East L.A. dreams of independence, again

By Eric Avila

If the nascent campaign to realize a long-held dream of municipal independence for East Los Angeles gains steam, it would be at least the fifth organized attempt over the last 60 years to achieve what many communities have long enjoyed in the L.A. urban region: local control and political representation.

The most recent attempt at cityhood for East Los Angeles failed in 2012. But this time, community leaders are aiming for something that might be more attainable: a “special district” designation for the nearly 7.5-square-mile unincorporated area.

East L.A.’s bid to be a special district follows a well-established political tradition in Southern California.

What most people refer to as “Los Angeles” is really a jigsaw puzzle of 88 incorporated cities that compete for resources with financially strapped cities such as Los Angeles and Long Beach. When Lakewood incorporated as an independent municipality in 1954, it won the right to selectively contract vital services — such as road maintenance, law enforcement and libraries — at cut-rate prices without having to contribute to general county funds.
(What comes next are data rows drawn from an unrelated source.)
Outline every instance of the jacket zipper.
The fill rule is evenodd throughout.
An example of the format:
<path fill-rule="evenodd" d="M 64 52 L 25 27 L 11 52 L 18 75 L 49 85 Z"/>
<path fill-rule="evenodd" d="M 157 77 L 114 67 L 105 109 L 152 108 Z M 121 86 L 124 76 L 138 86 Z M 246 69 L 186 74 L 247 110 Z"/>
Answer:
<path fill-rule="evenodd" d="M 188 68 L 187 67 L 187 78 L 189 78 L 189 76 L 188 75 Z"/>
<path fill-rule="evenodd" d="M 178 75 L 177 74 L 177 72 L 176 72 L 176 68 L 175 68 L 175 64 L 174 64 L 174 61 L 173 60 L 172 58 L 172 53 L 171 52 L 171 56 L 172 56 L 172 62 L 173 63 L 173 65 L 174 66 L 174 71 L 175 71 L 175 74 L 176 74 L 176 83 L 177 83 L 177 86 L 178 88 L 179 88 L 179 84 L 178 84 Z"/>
That approach to self-governance became known as the Lakewood Plan and provided a model that many communities in the greater L.A. region have adopted to secure political representation and local control over local revenues. La Cañada-Flintridge and Calabasas are two of the many cities that have taken this route. The plan’s legacy is not necessarily positive; its benefits have not been afforded equally, and it has compromised a sense of civic unity in the L.A. region.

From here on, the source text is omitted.